Zhao Dadong, the general manager of Emerson China. [Photo provided to chinadaily.com.cn] |
During the first three months, China's economic growth fell to a six-year low of 7 percent, buffeted by sharp declines in industrial production and real estate construction. Meanwhile, fixed-asset investment growth dipped to a historic low of 13.5 percent, compared with the average of 15.7 percent last year.
In March, China's industrial output growth dropped to a post-crisis low of 5.6 percent, down from 6.8 percent in the first two months of the year and from 7.9 percent in December. Year-on-year retail sales growth in March slowed to 10.2 percent, the lowest level since March 2006, compared with 10.7 percent in the first two months.
China Daily asked a cross-section of senior executives from a variety of multinational companies with operations in China to offer their thoughts on the "new normal" economy and their plans in the near future.
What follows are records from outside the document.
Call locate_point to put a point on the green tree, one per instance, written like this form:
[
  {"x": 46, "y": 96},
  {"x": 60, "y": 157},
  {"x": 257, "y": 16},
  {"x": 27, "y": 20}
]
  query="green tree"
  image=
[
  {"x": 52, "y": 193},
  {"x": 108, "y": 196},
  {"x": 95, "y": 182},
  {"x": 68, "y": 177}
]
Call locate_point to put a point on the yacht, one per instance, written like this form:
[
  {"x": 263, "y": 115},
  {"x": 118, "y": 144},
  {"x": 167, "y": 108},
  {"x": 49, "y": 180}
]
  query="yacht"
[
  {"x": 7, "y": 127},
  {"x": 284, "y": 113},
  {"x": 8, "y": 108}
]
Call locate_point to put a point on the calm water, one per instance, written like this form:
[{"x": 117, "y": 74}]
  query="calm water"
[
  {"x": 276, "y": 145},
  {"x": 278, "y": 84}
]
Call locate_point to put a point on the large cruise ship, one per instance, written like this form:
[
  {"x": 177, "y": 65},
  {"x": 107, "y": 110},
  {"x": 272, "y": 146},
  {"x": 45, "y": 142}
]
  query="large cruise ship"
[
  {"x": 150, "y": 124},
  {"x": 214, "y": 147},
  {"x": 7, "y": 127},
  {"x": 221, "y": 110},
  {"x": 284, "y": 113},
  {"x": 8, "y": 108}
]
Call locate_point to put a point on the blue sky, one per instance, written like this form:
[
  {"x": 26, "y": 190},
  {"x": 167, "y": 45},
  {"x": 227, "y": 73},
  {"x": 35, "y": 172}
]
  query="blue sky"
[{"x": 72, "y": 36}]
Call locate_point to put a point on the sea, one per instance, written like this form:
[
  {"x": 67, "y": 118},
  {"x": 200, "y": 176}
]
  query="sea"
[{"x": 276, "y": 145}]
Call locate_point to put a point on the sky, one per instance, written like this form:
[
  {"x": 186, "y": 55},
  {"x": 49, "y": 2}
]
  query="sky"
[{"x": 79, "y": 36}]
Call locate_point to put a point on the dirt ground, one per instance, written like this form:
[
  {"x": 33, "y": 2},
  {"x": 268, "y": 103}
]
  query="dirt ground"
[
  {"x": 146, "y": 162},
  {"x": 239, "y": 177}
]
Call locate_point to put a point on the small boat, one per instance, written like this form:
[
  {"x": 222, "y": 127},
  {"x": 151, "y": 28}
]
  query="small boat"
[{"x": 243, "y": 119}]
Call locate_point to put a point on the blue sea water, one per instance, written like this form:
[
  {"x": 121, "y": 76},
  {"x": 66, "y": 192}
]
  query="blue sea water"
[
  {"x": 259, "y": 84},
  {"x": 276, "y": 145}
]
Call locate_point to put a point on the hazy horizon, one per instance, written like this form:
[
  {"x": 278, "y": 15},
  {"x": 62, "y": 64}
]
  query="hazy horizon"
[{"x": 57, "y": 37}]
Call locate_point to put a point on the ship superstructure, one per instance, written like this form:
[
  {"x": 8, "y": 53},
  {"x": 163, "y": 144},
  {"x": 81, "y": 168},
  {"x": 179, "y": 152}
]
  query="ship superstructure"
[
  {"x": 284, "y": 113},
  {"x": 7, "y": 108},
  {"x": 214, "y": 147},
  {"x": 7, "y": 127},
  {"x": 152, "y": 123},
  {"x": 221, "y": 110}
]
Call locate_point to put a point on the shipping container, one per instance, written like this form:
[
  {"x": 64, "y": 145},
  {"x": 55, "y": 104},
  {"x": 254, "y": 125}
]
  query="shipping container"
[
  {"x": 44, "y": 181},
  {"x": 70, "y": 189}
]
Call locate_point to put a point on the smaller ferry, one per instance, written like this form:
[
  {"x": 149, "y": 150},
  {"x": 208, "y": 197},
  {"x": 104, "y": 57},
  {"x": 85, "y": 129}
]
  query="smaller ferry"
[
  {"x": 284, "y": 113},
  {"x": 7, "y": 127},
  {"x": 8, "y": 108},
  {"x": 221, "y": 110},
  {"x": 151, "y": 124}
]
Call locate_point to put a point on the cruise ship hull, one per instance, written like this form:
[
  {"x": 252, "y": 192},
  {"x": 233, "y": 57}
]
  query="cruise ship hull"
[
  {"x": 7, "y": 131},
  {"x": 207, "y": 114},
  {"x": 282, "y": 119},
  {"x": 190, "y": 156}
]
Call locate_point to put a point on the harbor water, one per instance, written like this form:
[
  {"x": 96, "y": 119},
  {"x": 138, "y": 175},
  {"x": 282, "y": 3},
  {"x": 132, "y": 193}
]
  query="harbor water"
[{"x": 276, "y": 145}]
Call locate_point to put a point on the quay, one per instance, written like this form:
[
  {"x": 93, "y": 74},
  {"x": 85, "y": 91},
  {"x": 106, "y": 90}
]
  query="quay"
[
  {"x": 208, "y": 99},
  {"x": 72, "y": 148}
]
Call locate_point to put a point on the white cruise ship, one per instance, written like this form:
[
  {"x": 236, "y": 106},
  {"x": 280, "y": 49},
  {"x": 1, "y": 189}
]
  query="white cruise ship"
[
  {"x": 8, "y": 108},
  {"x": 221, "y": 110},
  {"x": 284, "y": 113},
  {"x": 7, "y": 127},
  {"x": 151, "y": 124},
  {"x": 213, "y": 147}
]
The answers from Zhao Dadong, the general manager of Emerson China. The US-based Emerson Electric Co is a leading global industrial technology and equipment maker.
Q 1) Although the GDP growth rate has fallen to 7 percent in the first quarter from 7.3 percent in the fourth quarter last year, the dip has not surprised the market. Some analysts have said the drop in growth rate is good for structural adjustment and transformation. What's your view?
As China is trying to rebalance, deleverage and de-capacity, a slowdown in GDP growth should be expected, but these actions are necessary for a more sustainable growth. We are also seeing the government taking various measures to maintain growth, which creates opportunities for companies like us.
Under the "new normal," companies have to examine their processes, product profiles and business models, and adjust their strategy so they are more efficient and competitive. We're seeing growing interest in China Manufacturing 2025 or Industry 4.0 and the digital revolution in manufacturing and business. Both the "new normal" and "China Manufacturing 2025" provide opportunities. For example, our process management business focuses efficiency so the need for more efficiency and connectivity throughout industrial plants or to remote sites is good for us.
Q 2) In March Premier Li Keqiang announced a growth target of "around 7 percent" for 2015. Do you think the target is achievable, especially when both the global and domestic economy aren't picking up as fast as they should?
Achieving a growth rate of around 7 percent will be challenging considering the economic headwinds globally. Our own expectation is that China's growth rate will be modest but steady. China's continued focus on infrastructure development and a consumer-centric economy will be positive components for growth.
Q 3) What are your biggest concerns regarding the economy?
We're still optimistic about China. China has been Emerson's second-largest market after the US since 2002. We have confidence in China's ability to further its reforms and build up a more efficient and healthier growth model. The key now is for companies to adapt and get even smarter about developing their competitive advantage. In our case, we have an "in China, for China" strategy that translates into ongoing investment and product and technology development specifically for the market so we meet the needs of our Chinese customers.